There is a similar sense of dissonance in the media buying fraternity as well. Unlike creatives, media buying is not an intuitive business. It involves thorough research, number crunching, hard-core negotiations with clients and other strategic skills. “But the economic value that all these efforts produce is too small to justify them,” says Srinivas. Some of his peers agree. “Some obscure software companies, operating out of some corner of the country, are generating more revenues than the entire media buying industry,” says an ­agency head. Total advertising spends in 2006 stood at around Rs16,000 crore. Assuming that agencies still get a 15% commission (though it is a known fact that most agencies now work for a mere 3-4% fee), the amount retained by advertising agencies will be around Rs2,400 crore; media buying agencies get to pocket only around Rs500-560 crore of this. Though insiders confide that “it is no more than Rs200-250 crore”. Says Narsimhan, “It is matter of concern that an industry employing many talented and admired professionals generates minuscule revenues and that too at a time when every other business sector in the economy is booming.”

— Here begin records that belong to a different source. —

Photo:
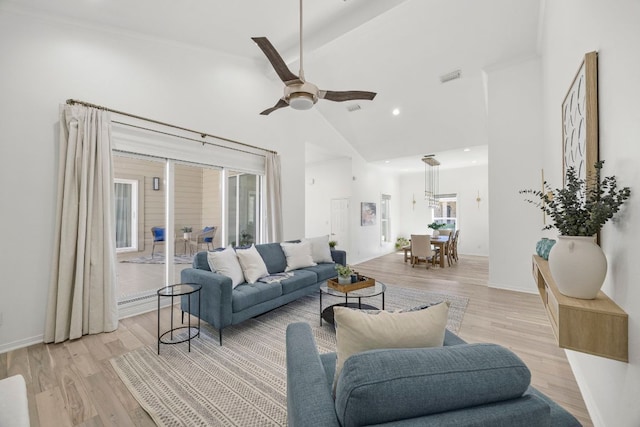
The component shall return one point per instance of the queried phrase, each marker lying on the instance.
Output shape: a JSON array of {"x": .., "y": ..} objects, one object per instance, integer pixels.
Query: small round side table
[{"x": 172, "y": 336}]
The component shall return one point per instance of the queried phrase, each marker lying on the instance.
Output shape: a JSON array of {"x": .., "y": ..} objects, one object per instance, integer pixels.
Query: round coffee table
[{"x": 327, "y": 314}]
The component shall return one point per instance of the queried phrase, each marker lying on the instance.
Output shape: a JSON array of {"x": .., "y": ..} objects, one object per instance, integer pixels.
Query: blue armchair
[{"x": 158, "y": 237}]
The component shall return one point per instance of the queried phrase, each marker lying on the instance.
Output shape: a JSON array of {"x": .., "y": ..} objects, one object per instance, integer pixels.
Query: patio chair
[
  {"x": 205, "y": 237},
  {"x": 158, "y": 237}
]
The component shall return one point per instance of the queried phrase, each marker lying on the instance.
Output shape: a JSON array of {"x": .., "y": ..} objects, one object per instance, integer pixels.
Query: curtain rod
[{"x": 202, "y": 134}]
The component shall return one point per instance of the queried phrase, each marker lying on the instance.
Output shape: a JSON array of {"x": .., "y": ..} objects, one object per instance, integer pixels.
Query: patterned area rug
[
  {"x": 159, "y": 259},
  {"x": 243, "y": 382}
]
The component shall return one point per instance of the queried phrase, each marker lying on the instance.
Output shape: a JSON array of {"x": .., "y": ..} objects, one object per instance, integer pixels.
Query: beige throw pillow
[
  {"x": 320, "y": 251},
  {"x": 357, "y": 331},
  {"x": 252, "y": 264}
]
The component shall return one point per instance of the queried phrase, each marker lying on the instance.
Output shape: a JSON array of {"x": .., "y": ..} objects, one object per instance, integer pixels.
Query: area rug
[
  {"x": 243, "y": 382},
  {"x": 159, "y": 259}
]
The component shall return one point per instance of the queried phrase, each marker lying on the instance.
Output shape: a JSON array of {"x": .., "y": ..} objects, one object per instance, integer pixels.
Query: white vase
[{"x": 578, "y": 266}]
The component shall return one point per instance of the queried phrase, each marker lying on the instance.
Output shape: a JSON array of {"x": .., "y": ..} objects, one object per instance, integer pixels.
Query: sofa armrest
[
  {"x": 338, "y": 256},
  {"x": 215, "y": 296},
  {"x": 309, "y": 400}
]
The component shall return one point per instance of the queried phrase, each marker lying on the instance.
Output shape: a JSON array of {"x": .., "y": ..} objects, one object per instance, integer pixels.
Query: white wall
[
  {"x": 571, "y": 29},
  {"x": 473, "y": 220},
  {"x": 46, "y": 62},
  {"x": 515, "y": 159},
  {"x": 351, "y": 178}
]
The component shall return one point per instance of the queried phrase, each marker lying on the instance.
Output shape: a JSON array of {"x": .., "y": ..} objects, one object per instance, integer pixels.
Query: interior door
[{"x": 340, "y": 223}]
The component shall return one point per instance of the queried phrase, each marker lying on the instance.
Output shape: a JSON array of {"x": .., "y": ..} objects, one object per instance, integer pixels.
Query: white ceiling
[{"x": 397, "y": 48}]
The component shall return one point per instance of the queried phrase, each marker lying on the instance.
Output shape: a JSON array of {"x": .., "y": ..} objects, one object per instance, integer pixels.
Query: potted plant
[
  {"x": 401, "y": 242},
  {"x": 578, "y": 211},
  {"x": 187, "y": 232},
  {"x": 344, "y": 274},
  {"x": 435, "y": 226}
]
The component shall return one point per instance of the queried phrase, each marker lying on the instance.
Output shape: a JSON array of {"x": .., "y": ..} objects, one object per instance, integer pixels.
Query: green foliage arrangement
[
  {"x": 343, "y": 270},
  {"x": 582, "y": 207},
  {"x": 401, "y": 242},
  {"x": 436, "y": 225}
]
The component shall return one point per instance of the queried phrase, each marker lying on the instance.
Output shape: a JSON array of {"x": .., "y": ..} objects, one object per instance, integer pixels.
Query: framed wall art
[
  {"x": 367, "y": 213},
  {"x": 580, "y": 120}
]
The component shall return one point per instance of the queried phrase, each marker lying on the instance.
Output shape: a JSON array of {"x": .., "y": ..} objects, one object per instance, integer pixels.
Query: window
[
  {"x": 447, "y": 210},
  {"x": 126, "y": 201},
  {"x": 385, "y": 222}
]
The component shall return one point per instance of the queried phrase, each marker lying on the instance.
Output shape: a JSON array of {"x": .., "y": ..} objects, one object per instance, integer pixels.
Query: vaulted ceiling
[{"x": 397, "y": 48}]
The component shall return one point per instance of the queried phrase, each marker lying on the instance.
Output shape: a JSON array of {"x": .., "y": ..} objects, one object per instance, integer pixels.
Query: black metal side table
[{"x": 172, "y": 336}]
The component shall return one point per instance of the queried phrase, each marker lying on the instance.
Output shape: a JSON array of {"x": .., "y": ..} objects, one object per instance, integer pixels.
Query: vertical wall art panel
[
  {"x": 367, "y": 213},
  {"x": 580, "y": 120}
]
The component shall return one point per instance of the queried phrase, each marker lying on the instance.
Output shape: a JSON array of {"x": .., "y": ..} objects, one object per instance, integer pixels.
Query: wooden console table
[{"x": 598, "y": 326}]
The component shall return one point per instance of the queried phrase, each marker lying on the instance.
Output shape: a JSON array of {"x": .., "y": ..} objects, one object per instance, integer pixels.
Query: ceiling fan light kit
[{"x": 298, "y": 93}]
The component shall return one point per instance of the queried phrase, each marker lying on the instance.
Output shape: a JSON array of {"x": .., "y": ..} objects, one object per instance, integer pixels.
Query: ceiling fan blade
[
  {"x": 280, "y": 104},
  {"x": 346, "y": 95},
  {"x": 276, "y": 61}
]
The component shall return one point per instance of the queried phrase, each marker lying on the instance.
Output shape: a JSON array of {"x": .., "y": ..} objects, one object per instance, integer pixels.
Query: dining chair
[
  {"x": 456, "y": 237},
  {"x": 158, "y": 237},
  {"x": 421, "y": 250},
  {"x": 206, "y": 236}
]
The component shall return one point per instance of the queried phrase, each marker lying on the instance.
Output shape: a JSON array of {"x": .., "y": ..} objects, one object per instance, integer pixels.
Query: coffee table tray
[{"x": 363, "y": 282}]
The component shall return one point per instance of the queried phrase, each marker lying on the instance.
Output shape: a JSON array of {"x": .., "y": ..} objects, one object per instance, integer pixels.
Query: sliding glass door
[{"x": 243, "y": 209}]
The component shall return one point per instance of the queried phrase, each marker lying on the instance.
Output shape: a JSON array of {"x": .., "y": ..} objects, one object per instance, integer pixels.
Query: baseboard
[
  {"x": 506, "y": 288},
  {"x": 26, "y": 342},
  {"x": 589, "y": 401},
  {"x": 140, "y": 305}
]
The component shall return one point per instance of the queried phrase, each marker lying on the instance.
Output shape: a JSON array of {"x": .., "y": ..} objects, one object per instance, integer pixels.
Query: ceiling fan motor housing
[{"x": 301, "y": 96}]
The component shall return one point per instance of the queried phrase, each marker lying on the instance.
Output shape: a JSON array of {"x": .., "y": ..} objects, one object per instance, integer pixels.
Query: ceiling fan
[{"x": 300, "y": 94}]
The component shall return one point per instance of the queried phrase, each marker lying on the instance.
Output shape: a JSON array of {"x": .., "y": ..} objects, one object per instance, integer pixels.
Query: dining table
[{"x": 437, "y": 241}]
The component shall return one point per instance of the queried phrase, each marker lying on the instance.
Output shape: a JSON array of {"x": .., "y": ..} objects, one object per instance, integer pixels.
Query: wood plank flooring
[{"x": 73, "y": 383}]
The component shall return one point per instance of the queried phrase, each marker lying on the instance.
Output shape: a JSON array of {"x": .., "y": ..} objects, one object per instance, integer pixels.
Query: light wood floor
[{"x": 73, "y": 383}]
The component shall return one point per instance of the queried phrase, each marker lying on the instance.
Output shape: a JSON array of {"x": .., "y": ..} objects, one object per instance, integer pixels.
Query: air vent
[{"x": 450, "y": 76}]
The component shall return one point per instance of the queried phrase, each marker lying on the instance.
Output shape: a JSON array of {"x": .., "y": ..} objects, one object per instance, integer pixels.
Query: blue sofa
[
  {"x": 458, "y": 385},
  {"x": 221, "y": 305}
]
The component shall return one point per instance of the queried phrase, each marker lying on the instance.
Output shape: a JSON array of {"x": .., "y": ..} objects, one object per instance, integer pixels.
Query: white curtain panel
[
  {"x": 273, "y": 218},
  {"x": 82, "y": 294}
]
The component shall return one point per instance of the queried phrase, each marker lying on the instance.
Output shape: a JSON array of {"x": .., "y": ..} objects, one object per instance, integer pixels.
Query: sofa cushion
[
  {"x": 273, "y": 257},
  {"x": 381, "y": 386},
  {"x": 249, "y": 294},
  {"x": 226, "y": 262},
  {"x": 357, "y": 331},
  {"x": 252, "y": 264},
  {"x": 324, "y": 271},
  {"x": 201, "y": 261},
  {"x": 320, "y": 250},
  {"x": 298, "y": 255},
  {"x": 301, "y": 279}
]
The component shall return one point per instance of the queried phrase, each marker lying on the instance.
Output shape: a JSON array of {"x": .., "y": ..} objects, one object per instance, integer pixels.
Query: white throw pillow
[
  {"x": 252, "y": 264},
  {"x": 320, "y": 251},
  {"x": 298, "y": 255},
  {"x": 225, "y": 262},
  {"x": 357, "y": 331}
]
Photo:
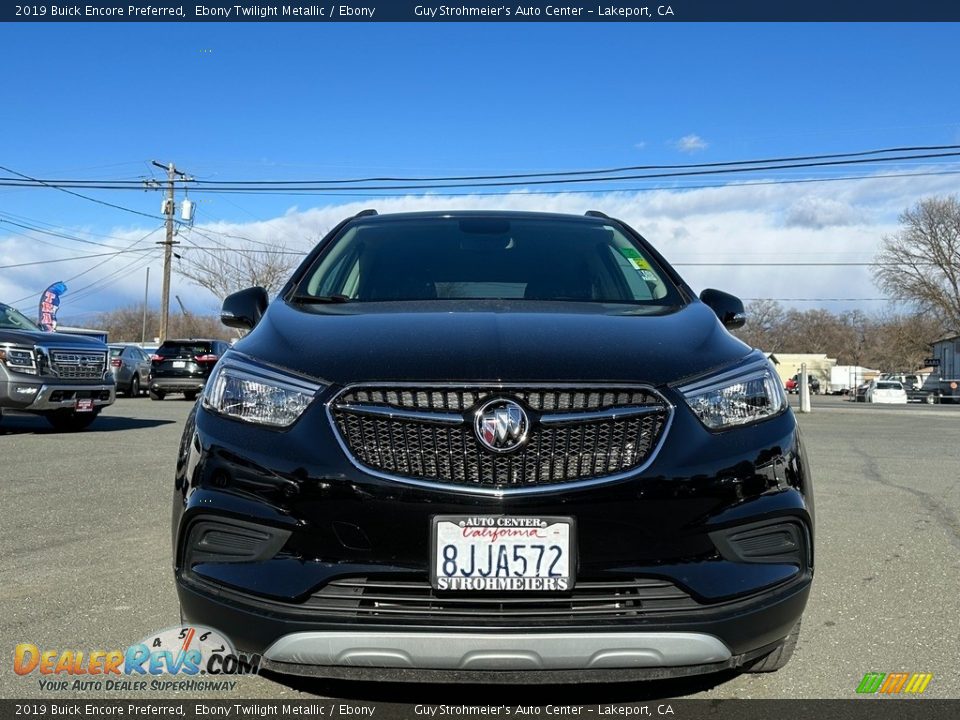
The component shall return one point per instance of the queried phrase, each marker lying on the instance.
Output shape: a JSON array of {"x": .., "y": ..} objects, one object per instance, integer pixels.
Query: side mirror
[
  {"x": 727, "y": 307},
  {"x": 245, "y": 308}
]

The problem he refers to has a reason and a ramification. It is a common grouse in the industry that client fee has been on a downward spiral for some time. Says Sam Balsara, chairman and managing director, Madison Communication: “Clients are not paying agencies adequately. They have to wake up to the fact that to attract and retain talent in the industry, the remunerations will have to be realistic.” Agrees Sanjay Naik, president of McCann Worldgroup, who thinks “low wages from clients is one of the biggest challenges facing the industry”. He says “in the absence of demonstrable and measurable value, it often becomes like a bargain between agencies and clients, which is not a good trend”.
Agencies are not able to offer attractive salaries to their employess simply because they themselves don’t get paid well. And this explains why they are not able to lure talent. Says Madhukar Kamath, CEO and managing director, Mudra: “In today’s time of economic prosperity, there are several new and better paying options for fresh talent. Why would they settle for something less ­attractive?”
In fact, opportunities outside advertising are not only luring away fresh talent but even those at the top. Desai, for instance, has moved to Future Brands, an outfit launched by Future Group’s Kishore Biyani to manage all the group’s brands. Similarly, Group M’s Narasimhan is moving to TV18 and Rediffusion’s Bedi has moved to Percept Picture Company. “The new opportunities are much more challenging and contemporary,”says Tripathy, who moved from Maxus to Sieger Media, an outdoor advertising and new ventures outfit launched by Deccan Chronicle.
Madhvani feels that agencies need to rediscover themselves to command client’s respect and attention. Many agencies, in fact, are trying to launch news services and platforms to service clients’ expectations and also to augment their sources of revenue. Some are taking remedial action to nurture and manage talent as well. The efforts should check some damage at least.